The Matter with Things: Our Brains, Our Delusions, and the Unmaking of the World is the magnum opus of Dr Iain McGilchrist. It spans two volumes, 28 chapters, 8 appendices and a total of 1579 pages. Initially, I did not understand why the author would write such a huge work that very few people will read due to the sheer volume of text. However, having finished it, I believe I understand why he went into such detail.
Ian McGilchrist makes the point over and over again that the right hemisphere is the ‘master’ and that the left hemisphere is the ‘servant’ and that the problem with our current Western world is that the servant has usurped the master. He builds on his previous work The Master and his Emissary and he shows again and again that the left hemisphere focuses on details and is overconfident, thereby missing the big picture (which the right hemisphere is much better at understanding) and the uncertainty that is inherent in life. Reading more than twenty chapters in which this message is proven through referencing the breadth and depth of research leaves no doubt that this thesis is correct. Even my left hemisphere was convinced.
Then, having conclusively proven his point, McGilchrist goes on to leave the detail-focused logical analytical left hemisphere behind and appeals to the reader's right hemisphere to come to grasp (as a ‘Gestalt’) that consciousness is primary, that matter arises from consciousness and that ‘things’ as such do not exist.

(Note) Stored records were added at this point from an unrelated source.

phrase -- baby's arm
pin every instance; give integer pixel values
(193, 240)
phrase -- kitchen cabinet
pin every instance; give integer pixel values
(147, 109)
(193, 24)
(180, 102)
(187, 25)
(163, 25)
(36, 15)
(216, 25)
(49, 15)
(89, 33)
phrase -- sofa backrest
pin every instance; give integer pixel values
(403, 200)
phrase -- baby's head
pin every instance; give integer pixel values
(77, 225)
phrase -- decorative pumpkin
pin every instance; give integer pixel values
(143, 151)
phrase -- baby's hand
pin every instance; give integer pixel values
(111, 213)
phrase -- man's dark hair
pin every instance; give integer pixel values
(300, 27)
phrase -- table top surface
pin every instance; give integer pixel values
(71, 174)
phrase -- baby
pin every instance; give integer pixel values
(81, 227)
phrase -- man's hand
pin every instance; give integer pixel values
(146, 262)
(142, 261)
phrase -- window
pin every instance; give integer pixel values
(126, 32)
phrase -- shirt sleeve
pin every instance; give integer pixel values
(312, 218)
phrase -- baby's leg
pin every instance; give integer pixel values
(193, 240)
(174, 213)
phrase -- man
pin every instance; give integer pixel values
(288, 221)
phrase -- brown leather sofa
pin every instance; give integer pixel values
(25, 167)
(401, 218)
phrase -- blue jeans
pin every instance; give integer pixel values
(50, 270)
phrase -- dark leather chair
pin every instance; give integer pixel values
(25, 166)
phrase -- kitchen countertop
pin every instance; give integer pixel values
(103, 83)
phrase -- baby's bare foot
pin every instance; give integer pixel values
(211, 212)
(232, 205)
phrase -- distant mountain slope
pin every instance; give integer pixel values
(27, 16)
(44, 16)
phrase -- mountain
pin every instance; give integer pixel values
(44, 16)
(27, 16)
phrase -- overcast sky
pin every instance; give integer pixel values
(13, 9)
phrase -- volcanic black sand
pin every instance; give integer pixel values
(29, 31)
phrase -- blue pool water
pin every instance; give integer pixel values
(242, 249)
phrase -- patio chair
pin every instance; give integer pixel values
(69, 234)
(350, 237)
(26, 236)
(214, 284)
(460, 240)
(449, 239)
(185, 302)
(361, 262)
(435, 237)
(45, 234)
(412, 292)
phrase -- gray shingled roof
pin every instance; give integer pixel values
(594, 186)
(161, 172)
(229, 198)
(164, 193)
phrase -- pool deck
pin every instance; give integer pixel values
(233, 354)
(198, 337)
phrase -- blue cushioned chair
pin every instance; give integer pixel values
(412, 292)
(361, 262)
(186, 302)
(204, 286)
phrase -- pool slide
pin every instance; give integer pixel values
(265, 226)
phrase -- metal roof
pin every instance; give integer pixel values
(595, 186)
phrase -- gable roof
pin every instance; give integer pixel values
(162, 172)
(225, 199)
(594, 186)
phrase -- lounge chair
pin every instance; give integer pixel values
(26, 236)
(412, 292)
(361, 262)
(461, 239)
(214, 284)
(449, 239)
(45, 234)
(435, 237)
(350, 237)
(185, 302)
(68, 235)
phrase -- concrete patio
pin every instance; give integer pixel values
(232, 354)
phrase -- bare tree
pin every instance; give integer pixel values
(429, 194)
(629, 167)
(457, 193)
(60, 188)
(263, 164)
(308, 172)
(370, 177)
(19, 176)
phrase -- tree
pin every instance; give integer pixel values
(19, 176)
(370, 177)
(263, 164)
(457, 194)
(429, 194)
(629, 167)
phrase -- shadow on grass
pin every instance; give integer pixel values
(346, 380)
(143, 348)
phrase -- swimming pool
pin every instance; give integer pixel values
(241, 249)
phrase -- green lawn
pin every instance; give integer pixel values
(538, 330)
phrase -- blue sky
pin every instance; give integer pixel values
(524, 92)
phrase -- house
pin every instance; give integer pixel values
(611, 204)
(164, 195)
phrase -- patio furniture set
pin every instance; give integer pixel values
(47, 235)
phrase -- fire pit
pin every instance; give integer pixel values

Everything is in flow, is a process and connected. McGilchrist quotes philosophers and physicists. He appeals to myth and religion as explanation and proof. He concludes that ‘God’ is primary and omnipresent but disagrees that God is omniscient and omnipotent – it is that Nature gets to know herself through a constant process of creation that is neither predictable nor determined. McGilchrist states categorically that he does not believe in an ‘engineering’ God, but something more akin to a life force, which is not restricted to animate matter.
As a rather determined atheist, I struggled with his work – but hear me out. I could feel how my left hemisphere was sneering, while my right hemisphere was listening to the left, but not convinced by it, with the newfound incontrovertible knowledge that the left hemisphere is overconfident and very often wrong. I sat with the ambivalence that the work engendered in me and still am.
What McGilchrist is trying to show us is that we are wrongly limiting ourselves to the left hemispheric reductive way of thinking. Even when we use our overarching right holistic way of making sense of things, we cannot even hope to ever understand life and the universe fully as our brains are far too limited. But at least we can try.
I salute Iain McGilchrist for his courage to write this major work, as I can see how many of our colleagues will summarily dismiss it. I am glad that I read these books and I would recommend that everyone does. I believe that I have learnt a great deal from reading his work and that it will continue to have a positive impact on my life and that the same will be true for you, whether you agree with what he has said or not.